Tropical Storm Colin weakened after bringing rain and winds to the Carolinas on Saturday, with conditions expected to improve by July Fourth.
The storm formed near the South Carolina coast about 50 miles southwest of Myrtle beach, the National Hurricane Center said in a advisory early Saturday.
By late Saturday night, Colin had weakened into a tropical depression and forecasters discontinued the tropical storm warning that had been in effect for parts of the North Carolina coast.
At 11 p.m. Saturday, the storm’s center was about 15 miles north of Wilmington, North Carolina, with maximum sustained winds of 35 mph. It was moving northeast at 7 mph.
The storm is dissipate completely by Sunday night or Monday morning.

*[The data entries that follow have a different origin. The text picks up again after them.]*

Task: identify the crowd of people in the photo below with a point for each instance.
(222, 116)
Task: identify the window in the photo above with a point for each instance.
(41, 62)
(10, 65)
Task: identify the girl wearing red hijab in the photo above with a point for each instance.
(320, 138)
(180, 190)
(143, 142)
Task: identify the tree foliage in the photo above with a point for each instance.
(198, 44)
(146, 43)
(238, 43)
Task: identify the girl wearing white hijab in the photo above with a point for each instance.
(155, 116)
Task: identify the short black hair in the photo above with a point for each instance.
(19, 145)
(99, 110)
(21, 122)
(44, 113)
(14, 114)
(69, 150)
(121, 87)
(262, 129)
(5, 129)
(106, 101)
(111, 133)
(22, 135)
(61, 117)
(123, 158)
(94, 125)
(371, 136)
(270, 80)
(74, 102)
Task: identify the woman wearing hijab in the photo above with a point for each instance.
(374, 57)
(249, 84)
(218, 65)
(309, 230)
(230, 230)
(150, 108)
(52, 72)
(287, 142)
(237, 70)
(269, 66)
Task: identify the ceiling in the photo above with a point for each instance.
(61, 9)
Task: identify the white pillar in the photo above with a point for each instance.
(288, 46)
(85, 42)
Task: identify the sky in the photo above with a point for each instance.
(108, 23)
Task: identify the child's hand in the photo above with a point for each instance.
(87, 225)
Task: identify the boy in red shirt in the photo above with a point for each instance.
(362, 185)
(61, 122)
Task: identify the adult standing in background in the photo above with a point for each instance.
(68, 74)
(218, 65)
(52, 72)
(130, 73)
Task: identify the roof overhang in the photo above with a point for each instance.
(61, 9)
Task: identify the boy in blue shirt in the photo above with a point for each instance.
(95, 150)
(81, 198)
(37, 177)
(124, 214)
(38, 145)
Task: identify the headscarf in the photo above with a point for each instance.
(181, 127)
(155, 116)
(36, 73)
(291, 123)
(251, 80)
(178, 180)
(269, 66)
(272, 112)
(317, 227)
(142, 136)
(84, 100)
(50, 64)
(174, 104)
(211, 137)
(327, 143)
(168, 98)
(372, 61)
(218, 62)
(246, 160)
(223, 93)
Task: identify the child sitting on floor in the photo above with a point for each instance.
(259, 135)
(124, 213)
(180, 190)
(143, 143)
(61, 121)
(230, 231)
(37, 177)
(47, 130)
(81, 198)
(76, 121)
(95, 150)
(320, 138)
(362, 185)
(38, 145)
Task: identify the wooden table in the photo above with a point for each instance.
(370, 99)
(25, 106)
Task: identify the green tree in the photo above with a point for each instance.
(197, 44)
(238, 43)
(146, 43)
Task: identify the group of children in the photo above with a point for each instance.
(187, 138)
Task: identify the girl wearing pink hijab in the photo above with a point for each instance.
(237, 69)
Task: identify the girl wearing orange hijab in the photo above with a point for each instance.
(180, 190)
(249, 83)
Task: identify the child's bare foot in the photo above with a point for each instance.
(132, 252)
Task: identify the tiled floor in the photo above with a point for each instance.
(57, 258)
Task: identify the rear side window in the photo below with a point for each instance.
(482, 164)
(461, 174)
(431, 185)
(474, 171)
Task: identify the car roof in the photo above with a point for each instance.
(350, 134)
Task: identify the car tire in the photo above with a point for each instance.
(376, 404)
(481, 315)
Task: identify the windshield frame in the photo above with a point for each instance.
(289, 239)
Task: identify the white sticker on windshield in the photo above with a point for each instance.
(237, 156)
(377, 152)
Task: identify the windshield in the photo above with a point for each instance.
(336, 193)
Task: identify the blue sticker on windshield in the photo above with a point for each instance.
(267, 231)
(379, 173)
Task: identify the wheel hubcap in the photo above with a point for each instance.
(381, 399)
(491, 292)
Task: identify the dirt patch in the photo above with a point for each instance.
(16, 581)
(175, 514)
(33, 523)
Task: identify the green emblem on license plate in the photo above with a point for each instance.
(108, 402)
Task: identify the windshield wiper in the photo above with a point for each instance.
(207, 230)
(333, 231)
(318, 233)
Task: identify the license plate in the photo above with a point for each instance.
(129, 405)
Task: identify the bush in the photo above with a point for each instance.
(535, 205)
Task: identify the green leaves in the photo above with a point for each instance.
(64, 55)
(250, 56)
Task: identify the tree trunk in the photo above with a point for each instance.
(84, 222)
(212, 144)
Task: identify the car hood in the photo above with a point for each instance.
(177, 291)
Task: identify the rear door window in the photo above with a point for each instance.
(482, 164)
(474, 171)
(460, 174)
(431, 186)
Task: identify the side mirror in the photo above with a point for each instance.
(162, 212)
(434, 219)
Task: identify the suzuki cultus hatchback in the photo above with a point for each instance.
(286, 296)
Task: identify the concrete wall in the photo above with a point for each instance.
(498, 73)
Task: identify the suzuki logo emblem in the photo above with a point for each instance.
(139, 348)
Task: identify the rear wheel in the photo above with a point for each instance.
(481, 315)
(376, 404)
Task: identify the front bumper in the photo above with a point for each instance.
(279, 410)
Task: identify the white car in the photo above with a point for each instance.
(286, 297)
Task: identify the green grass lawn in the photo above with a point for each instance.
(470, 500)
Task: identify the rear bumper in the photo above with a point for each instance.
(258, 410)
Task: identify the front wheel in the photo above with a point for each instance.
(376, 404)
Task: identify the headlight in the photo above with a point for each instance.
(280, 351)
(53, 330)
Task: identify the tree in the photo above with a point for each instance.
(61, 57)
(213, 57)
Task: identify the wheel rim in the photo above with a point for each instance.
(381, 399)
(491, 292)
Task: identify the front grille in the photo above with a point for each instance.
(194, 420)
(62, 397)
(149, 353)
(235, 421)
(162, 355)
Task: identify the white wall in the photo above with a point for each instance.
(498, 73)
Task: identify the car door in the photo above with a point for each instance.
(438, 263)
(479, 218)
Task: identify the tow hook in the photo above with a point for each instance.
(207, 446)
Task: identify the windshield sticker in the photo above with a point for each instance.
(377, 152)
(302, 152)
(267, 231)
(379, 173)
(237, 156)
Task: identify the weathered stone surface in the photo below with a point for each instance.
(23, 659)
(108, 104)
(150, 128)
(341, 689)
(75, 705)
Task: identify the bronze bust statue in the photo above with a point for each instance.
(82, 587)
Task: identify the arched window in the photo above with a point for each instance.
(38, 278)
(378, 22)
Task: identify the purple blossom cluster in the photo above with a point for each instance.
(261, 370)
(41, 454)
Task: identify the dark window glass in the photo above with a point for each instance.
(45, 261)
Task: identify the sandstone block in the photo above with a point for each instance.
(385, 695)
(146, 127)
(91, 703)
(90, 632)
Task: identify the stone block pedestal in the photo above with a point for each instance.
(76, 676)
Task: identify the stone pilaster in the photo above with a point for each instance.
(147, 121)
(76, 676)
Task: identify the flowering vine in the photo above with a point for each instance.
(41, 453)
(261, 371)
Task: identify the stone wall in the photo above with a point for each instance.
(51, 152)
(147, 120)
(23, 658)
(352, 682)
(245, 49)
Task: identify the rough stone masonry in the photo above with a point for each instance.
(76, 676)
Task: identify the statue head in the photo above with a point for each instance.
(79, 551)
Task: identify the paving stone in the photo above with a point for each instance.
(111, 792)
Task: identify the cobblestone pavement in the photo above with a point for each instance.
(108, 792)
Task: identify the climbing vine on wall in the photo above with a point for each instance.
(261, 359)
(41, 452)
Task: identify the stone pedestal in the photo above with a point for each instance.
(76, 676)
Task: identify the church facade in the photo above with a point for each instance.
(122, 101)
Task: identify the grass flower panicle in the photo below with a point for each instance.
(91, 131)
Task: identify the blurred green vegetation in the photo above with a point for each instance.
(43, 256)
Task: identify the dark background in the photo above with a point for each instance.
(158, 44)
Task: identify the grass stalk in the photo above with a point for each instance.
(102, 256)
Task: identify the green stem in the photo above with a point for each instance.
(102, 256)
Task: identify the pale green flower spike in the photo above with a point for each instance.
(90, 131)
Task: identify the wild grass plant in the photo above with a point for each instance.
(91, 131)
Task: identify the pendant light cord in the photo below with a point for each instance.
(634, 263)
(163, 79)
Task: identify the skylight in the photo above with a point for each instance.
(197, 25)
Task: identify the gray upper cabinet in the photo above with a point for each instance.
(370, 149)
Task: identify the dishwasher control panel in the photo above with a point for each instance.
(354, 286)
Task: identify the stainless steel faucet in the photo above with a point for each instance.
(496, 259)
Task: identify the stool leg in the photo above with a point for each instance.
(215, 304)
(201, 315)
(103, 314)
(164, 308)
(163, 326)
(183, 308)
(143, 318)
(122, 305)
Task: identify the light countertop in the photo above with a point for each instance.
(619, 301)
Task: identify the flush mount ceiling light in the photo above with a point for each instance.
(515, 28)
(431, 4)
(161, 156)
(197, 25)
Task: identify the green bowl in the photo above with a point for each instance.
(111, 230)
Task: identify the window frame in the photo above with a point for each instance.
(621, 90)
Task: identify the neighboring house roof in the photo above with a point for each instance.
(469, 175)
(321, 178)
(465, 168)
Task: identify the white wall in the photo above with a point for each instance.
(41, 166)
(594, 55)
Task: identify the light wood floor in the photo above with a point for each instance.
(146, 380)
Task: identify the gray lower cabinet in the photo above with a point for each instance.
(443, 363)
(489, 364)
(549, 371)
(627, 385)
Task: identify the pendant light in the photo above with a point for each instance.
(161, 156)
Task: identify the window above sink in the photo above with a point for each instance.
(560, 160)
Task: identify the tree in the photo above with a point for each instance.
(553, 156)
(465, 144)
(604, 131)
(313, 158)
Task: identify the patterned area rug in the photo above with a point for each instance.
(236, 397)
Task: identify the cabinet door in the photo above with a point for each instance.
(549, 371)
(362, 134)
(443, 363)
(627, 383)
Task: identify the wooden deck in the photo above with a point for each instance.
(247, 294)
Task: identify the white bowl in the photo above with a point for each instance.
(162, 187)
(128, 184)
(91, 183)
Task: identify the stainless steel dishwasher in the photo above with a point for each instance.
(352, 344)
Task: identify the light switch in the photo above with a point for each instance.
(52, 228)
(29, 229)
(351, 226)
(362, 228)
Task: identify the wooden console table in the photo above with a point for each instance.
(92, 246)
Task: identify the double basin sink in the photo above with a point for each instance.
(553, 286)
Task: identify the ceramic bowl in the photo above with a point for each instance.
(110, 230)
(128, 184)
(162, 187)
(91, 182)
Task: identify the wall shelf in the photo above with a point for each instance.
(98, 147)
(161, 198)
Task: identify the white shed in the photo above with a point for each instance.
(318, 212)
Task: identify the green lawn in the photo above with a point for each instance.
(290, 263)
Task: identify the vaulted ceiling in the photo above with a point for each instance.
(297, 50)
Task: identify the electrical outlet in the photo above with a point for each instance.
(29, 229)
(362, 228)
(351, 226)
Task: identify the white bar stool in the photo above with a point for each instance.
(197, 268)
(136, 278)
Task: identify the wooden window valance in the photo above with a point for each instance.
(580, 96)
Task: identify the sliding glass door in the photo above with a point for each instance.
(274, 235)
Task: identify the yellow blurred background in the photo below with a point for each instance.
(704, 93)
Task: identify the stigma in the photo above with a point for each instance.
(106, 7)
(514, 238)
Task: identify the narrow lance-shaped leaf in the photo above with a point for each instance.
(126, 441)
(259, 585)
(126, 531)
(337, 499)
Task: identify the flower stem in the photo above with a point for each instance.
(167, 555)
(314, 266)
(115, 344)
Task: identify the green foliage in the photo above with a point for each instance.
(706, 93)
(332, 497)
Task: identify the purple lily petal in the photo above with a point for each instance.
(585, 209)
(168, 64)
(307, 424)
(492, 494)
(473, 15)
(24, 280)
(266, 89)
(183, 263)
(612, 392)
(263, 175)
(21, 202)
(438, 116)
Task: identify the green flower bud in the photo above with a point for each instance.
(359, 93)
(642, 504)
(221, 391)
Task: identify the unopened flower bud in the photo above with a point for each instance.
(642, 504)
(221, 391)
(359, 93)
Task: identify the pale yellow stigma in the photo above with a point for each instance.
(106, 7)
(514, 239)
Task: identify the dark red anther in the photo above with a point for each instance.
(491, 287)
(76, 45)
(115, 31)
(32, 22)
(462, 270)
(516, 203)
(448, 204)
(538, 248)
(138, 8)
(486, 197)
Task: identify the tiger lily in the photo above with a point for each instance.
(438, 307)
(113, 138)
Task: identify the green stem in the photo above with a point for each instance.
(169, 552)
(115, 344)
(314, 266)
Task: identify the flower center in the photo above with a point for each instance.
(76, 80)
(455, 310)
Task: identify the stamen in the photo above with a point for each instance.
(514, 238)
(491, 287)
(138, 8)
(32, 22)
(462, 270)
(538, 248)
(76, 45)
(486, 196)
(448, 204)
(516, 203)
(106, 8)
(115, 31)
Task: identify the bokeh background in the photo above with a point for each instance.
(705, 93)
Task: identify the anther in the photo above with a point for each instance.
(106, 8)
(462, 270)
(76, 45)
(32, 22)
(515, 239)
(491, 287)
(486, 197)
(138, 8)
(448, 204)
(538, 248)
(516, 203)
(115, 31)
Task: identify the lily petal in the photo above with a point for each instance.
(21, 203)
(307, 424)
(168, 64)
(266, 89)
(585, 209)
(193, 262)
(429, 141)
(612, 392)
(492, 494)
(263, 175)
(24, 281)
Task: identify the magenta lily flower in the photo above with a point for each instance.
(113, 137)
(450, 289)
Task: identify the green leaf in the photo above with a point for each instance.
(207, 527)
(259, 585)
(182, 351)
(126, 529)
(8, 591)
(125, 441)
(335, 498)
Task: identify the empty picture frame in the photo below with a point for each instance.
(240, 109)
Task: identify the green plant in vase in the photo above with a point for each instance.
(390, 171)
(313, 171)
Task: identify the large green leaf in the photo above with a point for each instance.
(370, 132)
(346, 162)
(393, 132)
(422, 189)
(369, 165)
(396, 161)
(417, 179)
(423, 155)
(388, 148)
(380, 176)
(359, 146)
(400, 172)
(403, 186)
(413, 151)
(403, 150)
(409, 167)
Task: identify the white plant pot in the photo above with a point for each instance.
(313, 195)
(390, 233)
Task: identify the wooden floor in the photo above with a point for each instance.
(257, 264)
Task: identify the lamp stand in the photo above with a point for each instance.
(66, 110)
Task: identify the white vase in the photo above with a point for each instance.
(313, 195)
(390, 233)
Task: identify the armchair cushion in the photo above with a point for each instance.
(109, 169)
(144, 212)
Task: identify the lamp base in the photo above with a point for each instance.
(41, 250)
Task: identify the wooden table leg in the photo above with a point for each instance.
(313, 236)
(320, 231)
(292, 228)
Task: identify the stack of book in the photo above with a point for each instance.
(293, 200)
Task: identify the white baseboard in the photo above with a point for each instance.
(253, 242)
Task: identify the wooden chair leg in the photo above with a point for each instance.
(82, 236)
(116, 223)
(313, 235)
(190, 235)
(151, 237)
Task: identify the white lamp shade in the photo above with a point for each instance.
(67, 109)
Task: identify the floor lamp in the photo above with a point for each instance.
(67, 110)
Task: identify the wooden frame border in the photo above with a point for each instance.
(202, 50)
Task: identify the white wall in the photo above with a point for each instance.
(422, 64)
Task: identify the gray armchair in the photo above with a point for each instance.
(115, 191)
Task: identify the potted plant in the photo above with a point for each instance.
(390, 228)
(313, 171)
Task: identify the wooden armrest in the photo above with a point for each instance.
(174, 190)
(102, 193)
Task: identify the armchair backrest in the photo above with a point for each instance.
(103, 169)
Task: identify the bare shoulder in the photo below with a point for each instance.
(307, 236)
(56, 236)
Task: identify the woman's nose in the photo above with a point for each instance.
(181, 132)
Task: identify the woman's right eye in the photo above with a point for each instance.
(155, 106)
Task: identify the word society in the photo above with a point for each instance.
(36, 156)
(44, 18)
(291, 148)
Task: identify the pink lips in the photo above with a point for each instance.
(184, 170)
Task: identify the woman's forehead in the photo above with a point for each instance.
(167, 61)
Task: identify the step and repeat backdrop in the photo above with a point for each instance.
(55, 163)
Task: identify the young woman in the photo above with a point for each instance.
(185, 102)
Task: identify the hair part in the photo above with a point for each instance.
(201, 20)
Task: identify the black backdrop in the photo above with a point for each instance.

The storm formed hours after Tropical Storm Bonnie made landfall in Nicaragua, bringing the threat of flooding from heavy rain.
Bonnie came ashore late Friday on the Central American country's Caribbean coast about 75 miles south of Bluefields, the National Hurricane Center said.
Forecasters warned of the danger of significant flooding, with rains of up to 8 inches and even more in isolated places.
Authorities in Bluefields said they set up 50 temporary shelters before the storm arrived, and many of its 57,000 residents nailed boards over their windows.